The package also provides convenience functions to visualise the results, and to generate synthetic data that can be used to analyse signatures stability.

  • Plots

    Given a mutational catalogue, the function summarize_exposures bootstraps it and provides a table and a plot illustrating the results of the signature estimation for this sample and the bootstrapped re-samples. The plot shows the distribution of estimated signature exposure for all the re-samples, highlighting the one of the original mutational catalogue, thus providing insights on the reliability of the estimates.

  • Data simulator

    The create_mut_catalogues function allows to create mutational catalogues with exposure to specified signatures by sampling mutations from a distribution of those signatures’ weighted profiles. The signatures can either be known consensus signatures from COSMIC (whose signature profiles are included in the package for convenience) or signatures provided by the user. These can be specified on any kind of features so that the application is not limited to the 96 mutational contexts but can also be used, for example, to simulate profiles with strand bias.

Synthetic datasets

We used our package to construct two datasets consisting of simulated mutational catalogues using the function create_mut_catalogues. Samples in set1 are drawn from a distribution formed with equal contributions of signatures 7, 13, 21, 24 and 28 (so with each a weight of 0.2), likewise, the mutational catalogues of set2 have been samples from a distribution of signatures 3, 5, 8, 16 and 25 each having a weight of 0.2. The number of mutations in the catalogues were set to 1000, except when assessing the catalogue’s size effect on reconstructed exposures accuracy (see Fig. 3).

Exome datasets

To quantify stability of exposure estimation with respect to biological variability, we have taken 13 different tumor samples from 3 colorectal cancer patients (4 for patients 69 & 99, and 5 for patient 80. For each patient, one single blood sample was used as normal. For all samples, the Agilent SureSelect XT Human All Exon V4 exome enrichment kit was used. BWA-mem v0.7.12 [14] was used to align each whole-exome sample against genome reference GRCh37, separate read groups were assigned for all reads from one lane, and duplicates were masked using Samblaster v0.1.24 [15]. Single nucleotide variants were called with MuTect [16] in the default configuration. The number of somatic SNVs identified in the samples ranged between 481 and 756. Mutational catalogues were normalized to the genome sequence content before computing exposures. For the quantification of the tri-nucleotide frequencies effect, exomes mutational catalogues were left un-normalized, and instead the COSMIC mutational signature matrix was re-scaled.

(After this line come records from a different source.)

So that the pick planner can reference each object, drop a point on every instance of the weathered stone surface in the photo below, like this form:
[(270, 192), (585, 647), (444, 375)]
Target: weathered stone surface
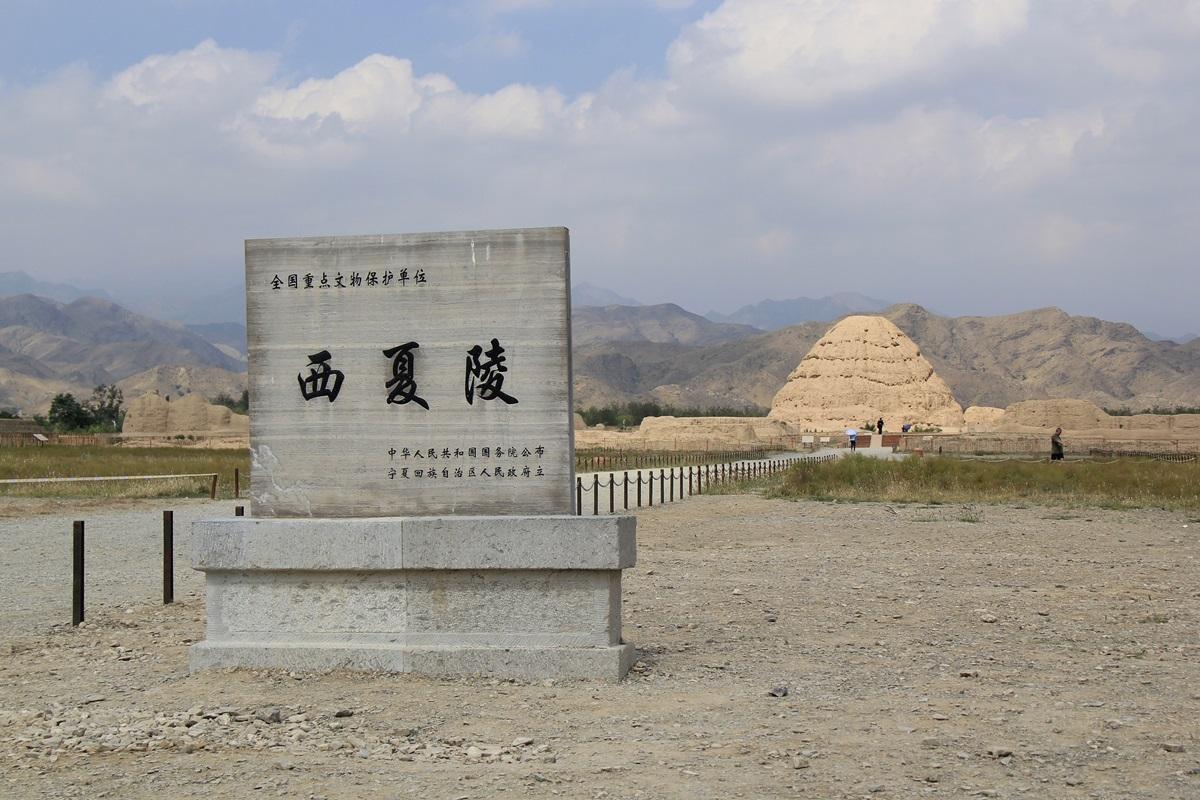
[(381, 543), (863, 368), (983, 419), (511, 596), (334, 458)]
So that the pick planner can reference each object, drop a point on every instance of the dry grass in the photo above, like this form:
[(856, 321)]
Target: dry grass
[(63, 461), (1126, 483)]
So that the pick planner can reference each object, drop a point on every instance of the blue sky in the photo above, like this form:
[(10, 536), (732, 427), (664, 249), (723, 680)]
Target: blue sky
[(573, 46), (973, 156)]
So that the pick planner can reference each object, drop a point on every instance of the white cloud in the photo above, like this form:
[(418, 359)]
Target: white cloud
[(807, 52), (195, 79), (377, 88), (952, 146)]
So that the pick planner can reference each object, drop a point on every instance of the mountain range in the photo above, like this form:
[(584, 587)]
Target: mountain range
[(774, 314), (985, 360), (49, 347), (624, 353)]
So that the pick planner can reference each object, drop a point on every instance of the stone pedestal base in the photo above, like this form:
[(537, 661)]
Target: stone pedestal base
[(527, 597)]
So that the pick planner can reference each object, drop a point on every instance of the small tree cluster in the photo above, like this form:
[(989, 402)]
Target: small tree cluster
[(101, 413)]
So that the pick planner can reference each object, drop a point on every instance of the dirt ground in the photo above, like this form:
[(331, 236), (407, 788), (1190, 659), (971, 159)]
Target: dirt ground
[(925, 651)]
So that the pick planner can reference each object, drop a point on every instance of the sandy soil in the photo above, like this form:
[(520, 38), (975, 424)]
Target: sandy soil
[(927, 651)]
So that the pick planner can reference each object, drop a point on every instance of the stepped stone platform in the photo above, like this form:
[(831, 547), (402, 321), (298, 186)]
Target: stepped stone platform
[(527, 597)]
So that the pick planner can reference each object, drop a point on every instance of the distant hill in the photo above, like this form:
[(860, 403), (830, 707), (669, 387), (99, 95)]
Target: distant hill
[(18, 282), (774, 314), (48, 347), (225, 304), (1179, 340), (985, 360), (179, 380), (665, 324), (585, 294), (223, 335)]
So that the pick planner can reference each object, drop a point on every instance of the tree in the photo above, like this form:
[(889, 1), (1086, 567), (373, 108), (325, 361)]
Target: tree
[(67, 414), (105, 407)]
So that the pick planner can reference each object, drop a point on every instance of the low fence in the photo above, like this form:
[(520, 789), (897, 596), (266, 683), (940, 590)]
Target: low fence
[(78, 563), (691, 480), (211, 476), (1157, 455), (601, 458)]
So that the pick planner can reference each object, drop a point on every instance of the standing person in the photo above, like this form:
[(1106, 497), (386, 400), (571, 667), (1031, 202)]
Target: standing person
[(1056, 445)]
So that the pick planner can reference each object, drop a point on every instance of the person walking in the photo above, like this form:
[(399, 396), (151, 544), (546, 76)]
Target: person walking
[(1056, 451)]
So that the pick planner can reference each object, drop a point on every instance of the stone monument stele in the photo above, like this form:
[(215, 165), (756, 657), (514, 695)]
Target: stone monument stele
[(412, 482)]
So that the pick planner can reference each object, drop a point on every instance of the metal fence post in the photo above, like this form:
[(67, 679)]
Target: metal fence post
[(168, 557), (77, 572)]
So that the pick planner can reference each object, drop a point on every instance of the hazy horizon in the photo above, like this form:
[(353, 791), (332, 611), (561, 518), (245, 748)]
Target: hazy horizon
[(975, 157)]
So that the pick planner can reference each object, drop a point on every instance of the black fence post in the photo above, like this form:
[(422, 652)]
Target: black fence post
[(77, 572), (168, 558)]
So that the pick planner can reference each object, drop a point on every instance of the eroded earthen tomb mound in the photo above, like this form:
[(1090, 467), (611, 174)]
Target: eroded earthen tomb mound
[(151, 414), (863, 368)]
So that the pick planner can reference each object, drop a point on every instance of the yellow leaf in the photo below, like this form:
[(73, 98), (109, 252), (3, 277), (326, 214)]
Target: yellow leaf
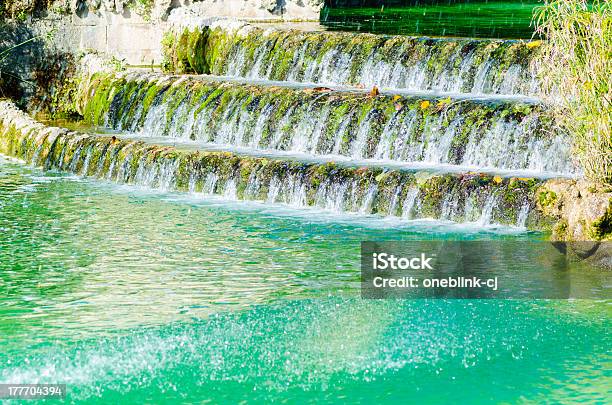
[(533, 44)]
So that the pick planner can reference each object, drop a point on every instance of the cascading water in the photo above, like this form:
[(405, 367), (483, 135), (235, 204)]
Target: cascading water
[(329, 186), (502, 135), (444, 64)]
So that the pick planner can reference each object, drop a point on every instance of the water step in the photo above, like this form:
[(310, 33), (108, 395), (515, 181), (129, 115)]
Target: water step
[(497, 134), (442, 64), (458, 197)]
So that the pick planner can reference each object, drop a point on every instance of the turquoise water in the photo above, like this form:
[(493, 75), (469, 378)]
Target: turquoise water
[(129, 296)]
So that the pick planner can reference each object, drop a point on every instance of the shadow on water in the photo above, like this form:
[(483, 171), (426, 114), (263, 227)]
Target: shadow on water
[(455, 18)]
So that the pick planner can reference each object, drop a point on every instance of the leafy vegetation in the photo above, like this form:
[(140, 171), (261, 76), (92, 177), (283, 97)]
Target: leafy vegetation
[(576, 67)]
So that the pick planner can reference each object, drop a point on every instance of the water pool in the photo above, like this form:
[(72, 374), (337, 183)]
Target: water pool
[(127, 295)]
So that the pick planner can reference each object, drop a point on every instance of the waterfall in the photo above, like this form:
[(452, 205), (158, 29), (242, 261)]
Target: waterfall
[(340, 189), (506, 136), (344, 58)]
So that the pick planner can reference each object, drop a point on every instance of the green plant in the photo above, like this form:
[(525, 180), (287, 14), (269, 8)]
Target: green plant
[(575, 67)]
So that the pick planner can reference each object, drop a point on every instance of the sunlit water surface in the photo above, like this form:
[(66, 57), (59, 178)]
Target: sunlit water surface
[(131, 296)]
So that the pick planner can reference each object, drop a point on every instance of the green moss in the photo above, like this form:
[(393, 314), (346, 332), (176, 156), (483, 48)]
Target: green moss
[(547, 198), (601, 229)]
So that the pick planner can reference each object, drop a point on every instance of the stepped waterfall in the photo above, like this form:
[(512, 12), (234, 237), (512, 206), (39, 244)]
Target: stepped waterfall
[(444, 64), (477, 134), (455, 137)]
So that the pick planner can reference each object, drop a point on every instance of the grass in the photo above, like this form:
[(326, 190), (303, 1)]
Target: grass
[(576, 70)]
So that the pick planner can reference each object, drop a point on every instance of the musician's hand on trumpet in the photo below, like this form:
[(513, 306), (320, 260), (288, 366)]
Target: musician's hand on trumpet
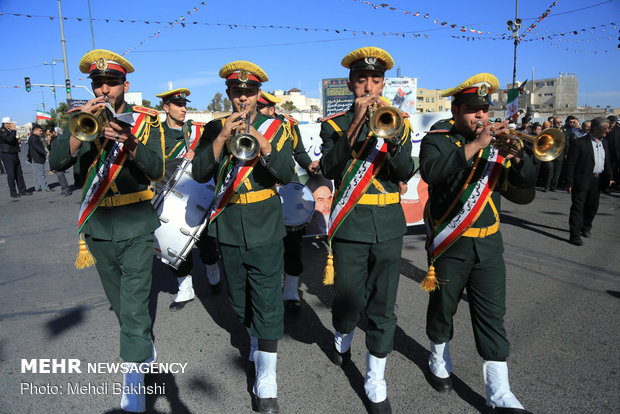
[(122, 133)]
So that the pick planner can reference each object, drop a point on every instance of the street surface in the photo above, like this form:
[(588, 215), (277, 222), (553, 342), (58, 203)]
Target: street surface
[(562, 320)]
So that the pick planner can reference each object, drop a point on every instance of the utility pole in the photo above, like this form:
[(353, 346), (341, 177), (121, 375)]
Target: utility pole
[(514, 27), (90, 17), (64, 51)]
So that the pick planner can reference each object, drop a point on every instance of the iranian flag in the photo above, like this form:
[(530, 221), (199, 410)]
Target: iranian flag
[(512, 109), (43, 116)]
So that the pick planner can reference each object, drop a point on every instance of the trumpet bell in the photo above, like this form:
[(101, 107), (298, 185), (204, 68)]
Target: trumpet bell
[(244, 147), (549, 144), (86, 126), (386, 122)]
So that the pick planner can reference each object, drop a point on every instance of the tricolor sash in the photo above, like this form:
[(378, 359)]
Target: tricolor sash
[(467, 207), (105, 168), (179, 150), (232, 175), (356, 181)]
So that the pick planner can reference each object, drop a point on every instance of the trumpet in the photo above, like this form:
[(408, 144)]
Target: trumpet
[(243, 145), (546, 147), (87, 126), (386, 122)]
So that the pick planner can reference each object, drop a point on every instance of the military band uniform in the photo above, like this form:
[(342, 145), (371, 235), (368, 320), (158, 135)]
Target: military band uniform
[(250, 234), (367, 246), (121, 237), (207, 246), (464, 244), (472, 262), (293, 264)]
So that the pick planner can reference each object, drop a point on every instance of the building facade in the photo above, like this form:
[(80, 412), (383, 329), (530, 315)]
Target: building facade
[(430, 100)]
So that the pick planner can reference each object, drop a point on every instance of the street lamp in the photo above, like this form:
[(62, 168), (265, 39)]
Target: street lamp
[(53, 81), (514, 28)]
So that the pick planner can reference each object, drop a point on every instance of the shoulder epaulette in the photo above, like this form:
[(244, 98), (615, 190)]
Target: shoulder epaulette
[(145, 110), (333, 116), (290, 119)]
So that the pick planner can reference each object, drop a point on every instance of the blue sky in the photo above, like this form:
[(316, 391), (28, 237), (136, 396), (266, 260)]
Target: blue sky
[(191, 56)]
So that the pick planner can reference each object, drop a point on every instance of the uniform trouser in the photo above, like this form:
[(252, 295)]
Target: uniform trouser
[(584, 207), (366, 278), (292, 253), (125, 270), (62, 180), (255, 288), (207, 247), (38, 172), (14, 173), (486, 292)]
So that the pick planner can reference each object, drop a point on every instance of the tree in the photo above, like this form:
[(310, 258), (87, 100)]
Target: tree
[(288, 106)]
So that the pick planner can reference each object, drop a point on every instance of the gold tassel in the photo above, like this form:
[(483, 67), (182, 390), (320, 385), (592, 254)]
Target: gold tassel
[(85, 258), (328, 274), (430, 282)]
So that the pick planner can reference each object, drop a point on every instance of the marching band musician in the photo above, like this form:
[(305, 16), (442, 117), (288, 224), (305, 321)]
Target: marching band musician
[(367, 222), (247, 218), (465, 175), (180, 136), (293, 266), (116, 215)]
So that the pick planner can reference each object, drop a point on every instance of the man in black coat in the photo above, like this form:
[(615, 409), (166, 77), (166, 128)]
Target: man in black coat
[(9, 154), (38, 154), (587, 160)]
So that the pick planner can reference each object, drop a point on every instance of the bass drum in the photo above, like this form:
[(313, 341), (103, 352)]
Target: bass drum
[(297, 205), (182, 205)]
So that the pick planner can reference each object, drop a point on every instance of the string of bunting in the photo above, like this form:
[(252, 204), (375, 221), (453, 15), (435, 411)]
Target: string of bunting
[(460, 27), (541, 18)]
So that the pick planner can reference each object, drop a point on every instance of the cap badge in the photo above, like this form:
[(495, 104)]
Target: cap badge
[(101, 64), (243, 76)]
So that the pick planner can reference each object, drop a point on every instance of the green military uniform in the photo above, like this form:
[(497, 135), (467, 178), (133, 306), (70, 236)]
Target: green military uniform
[(206, 245), (293, 264), (121, 237), (367, 246), (472, 262), (250, 234)]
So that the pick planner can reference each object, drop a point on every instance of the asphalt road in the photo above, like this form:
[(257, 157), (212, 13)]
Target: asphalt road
[(562, 320)]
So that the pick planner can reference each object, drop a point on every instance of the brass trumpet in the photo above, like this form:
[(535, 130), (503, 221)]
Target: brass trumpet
[(87, 126), (546, 147), (386, 122), (243, 145)]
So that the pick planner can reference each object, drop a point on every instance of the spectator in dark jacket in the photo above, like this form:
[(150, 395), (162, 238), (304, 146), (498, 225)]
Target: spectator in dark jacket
[(52, 139), (9, 154), (38, 154)]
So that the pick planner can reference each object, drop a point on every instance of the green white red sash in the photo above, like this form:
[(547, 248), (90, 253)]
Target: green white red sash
[(232, 175), (466, 210), (104, 170), (355, 183), (179, 150)]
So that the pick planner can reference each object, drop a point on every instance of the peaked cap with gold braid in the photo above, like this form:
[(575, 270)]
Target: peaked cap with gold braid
[(475, 90), (101, 62), (243, 74), (368, 58)]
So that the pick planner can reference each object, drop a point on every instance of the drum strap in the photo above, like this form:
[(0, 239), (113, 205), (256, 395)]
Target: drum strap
[(253, 196), (124, 199)]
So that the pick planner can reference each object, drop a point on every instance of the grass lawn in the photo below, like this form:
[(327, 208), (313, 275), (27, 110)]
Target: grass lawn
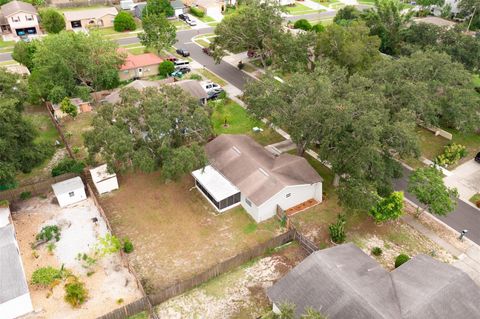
[(175, 230), (240, 122), (212, 77), (74, 129), (299, 9)]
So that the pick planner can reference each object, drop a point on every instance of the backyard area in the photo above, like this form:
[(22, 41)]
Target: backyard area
[(238, 121), (240, 293), (175, 230), (108, 283)]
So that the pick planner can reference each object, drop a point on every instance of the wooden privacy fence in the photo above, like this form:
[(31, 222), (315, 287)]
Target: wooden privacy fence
[(220, 268), (35, 189), (128, 310)]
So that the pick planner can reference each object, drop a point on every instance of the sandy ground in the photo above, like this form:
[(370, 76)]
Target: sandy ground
[(240, 293), (110, 281)]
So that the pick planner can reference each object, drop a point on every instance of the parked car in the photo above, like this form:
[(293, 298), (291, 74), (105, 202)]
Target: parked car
[(183, 52)]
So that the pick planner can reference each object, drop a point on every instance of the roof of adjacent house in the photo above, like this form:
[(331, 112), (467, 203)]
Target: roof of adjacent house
[(12, 278), (256, 172), (96, 13), (344, 282), (17, 6), (68, 185), (142, 60)]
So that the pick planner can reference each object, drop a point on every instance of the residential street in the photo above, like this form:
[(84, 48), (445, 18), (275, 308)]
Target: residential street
[(464, 217)]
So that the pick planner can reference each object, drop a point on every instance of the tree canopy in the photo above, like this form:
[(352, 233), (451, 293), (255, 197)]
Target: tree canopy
[(156, 128), (68, 62), (52, 20)]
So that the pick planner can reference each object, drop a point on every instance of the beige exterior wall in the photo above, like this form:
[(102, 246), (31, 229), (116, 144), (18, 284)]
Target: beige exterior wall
[(130, 74), (104, 22)]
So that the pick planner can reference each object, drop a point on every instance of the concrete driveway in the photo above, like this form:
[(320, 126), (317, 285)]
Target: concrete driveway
[(466, 178)]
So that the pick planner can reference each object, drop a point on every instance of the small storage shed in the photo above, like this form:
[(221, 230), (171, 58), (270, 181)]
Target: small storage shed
[(69, 191), (104, 181)]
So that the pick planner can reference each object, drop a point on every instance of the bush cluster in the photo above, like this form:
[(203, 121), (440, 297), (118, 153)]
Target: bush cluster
[(197, 12), (68, 165), (451, 155)]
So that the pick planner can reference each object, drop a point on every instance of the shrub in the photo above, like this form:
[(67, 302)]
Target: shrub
[(25, 195), (48, 233), (166, 68), (302, 24), (401, 259), (68, 165), (124, 22), (388, 208), (127, 246), (337, 230), (75, 293), (318, 28), (377, 251), (451, 155), (45, 276), (197, 12)]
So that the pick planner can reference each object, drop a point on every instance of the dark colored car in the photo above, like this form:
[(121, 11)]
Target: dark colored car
[(183, 52)]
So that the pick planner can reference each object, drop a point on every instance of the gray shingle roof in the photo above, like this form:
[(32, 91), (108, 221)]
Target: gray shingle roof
[(256, 172), (344, 282), (12, 279)]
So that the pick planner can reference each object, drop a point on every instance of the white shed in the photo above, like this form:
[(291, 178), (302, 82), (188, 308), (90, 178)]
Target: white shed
[(104, 180), (70, 191)]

A detailed description of normalization operations is found in Additional file 1.

Results

Similarity between signatures

By construction, COSMIC signatures are non-orthogonal, in the sense that all the 96 mutation contexts are found in more than one signature. This non-orthogonality can affect the stability of the exposures. Figure 1 illustrates different aspects of the non-orthogonality between COSMIC signatures. Figure 1a displays the distance between signatures expressed as pairwise cosine similarity. Non-orthogonality effects can be assessed by computing the error between each signature profile and its reconstruction using all the 29 other signatures. Figure 1b shows that four signatures (5, 6, 19 and 26) have a cosine similarity higher than 0.95 with their reconstructed profile. Those signatures might be labelled as unstable, as the information contained in their profile is mostly contained in the remaining 29 others.

Fig. 1
figure1

Similarity between COSMIC signatures. a Pairwise cosine similarity of the 30 COSMIC signatures. Co-linear signatures have a similarity of 1, and orthogonal signatures a similarity of 0. Signatures 5 & 16 have a similarity higher than 0.9. b Computed cosine similarity of each signature with the profile that was constructed by trying to reconstruct each signature with the 29 others. The signatures are ordered by decreasing similarity to their reconstructed profile

Accuracy of exposure estimation

To investigate the possible effects of the non-orthogonality between COSMIC signatures, we have measured the accuracy of exposure reconstruction using synthetic datasets (see the “Implementation” section). Based on Fig. 1, we have selected 5 fairly distant signatures (set1, signatures 7, 13, 21, 24 & 27), and 5 relatively similar signatures (set2, signatures 3, 5, 8, 16 & 25), and generated mutational catalogues from each of them. Figure 2a shows that in certain cases, exposures can be faithfully recapitulated, and that exposures are relatively robust to small changes in the mutational catalogue. Inferred exposures for signatures absent from set1 are very small (Additional file 2): the 3rd quartile of the bootstrapped values for those signatures is above 1% only for signatures 1 & 17, and the bootrapped maximum values above 10% for signatures 4, 16, 17 & 29. As signature estimations cannot be negative by construction, the overall effect of estimation errors is to contribute to a small underestimation of the contribution of 4 out of 5 present signatures (7, 13, 21 & 27).

Fig. 2
figure2

Signature prediction on a simulated mutational catalogue. The catalogue is sampled from set1 signatures (7, 13, 21, 24 and 27), each occurring with a probability of 20% (a), and from set2 (3, 5, 8, 16 and 25), with the same 20% occurring probability (b). In both case, the mutation catalogue consists of 1000 mutations and was bootstrapped 1000 times. The signature contribution was predicted with quadratic programming, for each re-sample the distribution is shown. The stars mark the prediction for the original profile

Fig. 3
figure3

Comparison of the mean prediction error with regard to the amount of mutations in the profile. Simulated samples have been created from set1 & set2 with different number of mutations. All have been bootstrapped 1000 times. The plot shows the mean prediction error, i.e. the mean for all SSE between the original exposure matrix and the predicted one, as a function of the mutational catalogue size (shown on logarithmic scale)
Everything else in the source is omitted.